Greenovate Boston launched!

The City of Boston honored its 2013 Greenovate Award Winners yesterday and concurrently launched a new sustainability initiative.  Boston Mayor Tom Menino’s Greenovate Boston program is a comprehensive outreach and communications effort to make sustainability principles accessible to the Boston populace.  As the Mayor succinctly puts it:

“We have to make the sustainability issue understandable to everyone…I call it turning the science talk into sidewalk talk. We have to make this more explainable to the folks out in those neighborhoods.”

The objectives of this program are to:

  • Reach every Boston resident and business through its programming and outreach efforts, in order to have them understand how their individual actions affect a sustainable future for Boston.
  • Engage one-third of Boston residents to take one new, daily climate action per year, examples of which  include driving one day a week less, unplugging the television at night, or using cold water when doing laundry.
  • Engage businesses constituting one-third of Boston’s employees to form their own in-house sustainability teams, or to participate in existing sustainability initiatives.

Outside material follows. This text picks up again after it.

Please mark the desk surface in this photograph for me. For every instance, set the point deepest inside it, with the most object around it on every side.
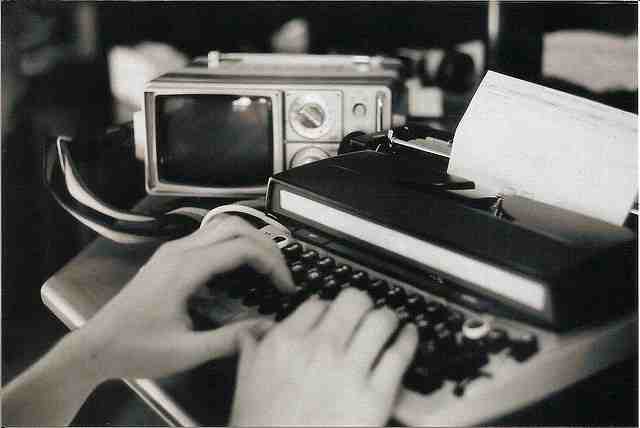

In 2009, we were invited by the Boston Society of Architects and The Boston Business Journal to participate in a charette to explore the future of the Boston skyline.  At the time, we argued that the future of the Boston skyline may not necessarily be about “what” we add to it, but rather by how we enhance what is already there.  In this exploration – referred to as “Back Bay 2.0” – we explored the  greening and progressive rehabilitation of some of the extent structures in the Back Bay District, consisting of the venerable John Hancock Tower and the Prudential complex towers.  Our proposed additions to these towers envisaged a combination of wind farms, vertical hydroponic  agriculture, as well as new business incubator facilities.

Skyline-lowres

Skyline perspective – “Back Bay 2.0” redevelopment concept

This and other concepts for the re-imagination of the Boston skyline were shared on a NECN broadcast and a special edition of the Boston Business Journal in the fall of 2009.